U.S. President Barack Obama meets with Jason and Ali McLaughlin and son Cooper in the dining room of their home in Cedar Rapids, Iowa. Earlier that day, Msgr. Marvin Mottet of Davenport, a longtime social justice activist, was among the first to greet the president at the airport so he could make a plug for a jobs proposal developed by a fellow Iowan.
Catholic News Service
DAVENPORT, Iowa — Msgr. Marvin Mottet describes himself as a registered independent, but when it comes to job creation for the unemployed, he’ll talk to whoever occupies the White House.

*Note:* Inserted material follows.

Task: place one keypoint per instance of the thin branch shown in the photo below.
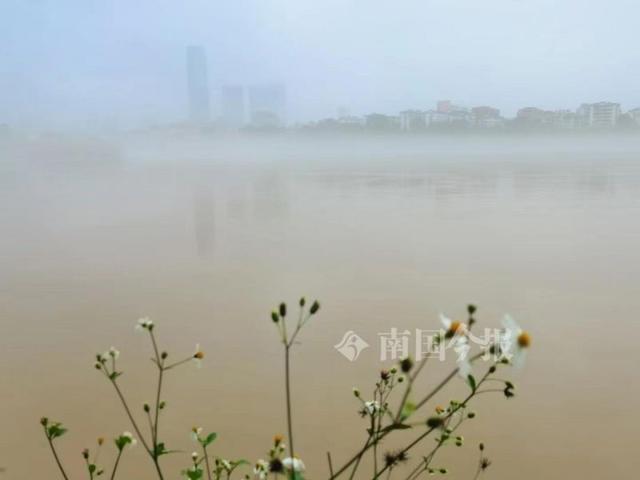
(55, 455)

“The U.S. Conference of Catholic Bishops does that all the time, works both sides of the aisle for the cause of social justice,” said the 82-year-old priest.
Through a White House connection, the longtime social justice activist was the first person among greeters at Eastern Iowa Airport in Cedar Rapids when President Barack Obama stepped off the plane.
The president, visiting Cedar Rapids on a campaign stop, was on a tight schedule. The priest wanted to make a plug for two job-creation projects that a former student has had patented.
“I had to choose my words carefully to get the president’s attention, so I mentioned the Campaign for Human Development,” Msgr. Mottet said.
That organization — now called the Catholic Campaign for Human Development — had funded six parishes that Obama, then a community organizer, worked for in south Chicago. Obama created the Developing Communities Project, which had connections with a network of nonpartisan, faith-based organizations in 18 U.S. states, South Africa and the United Kingdom.
Details of the projects will be released at a later date as the effort progresses.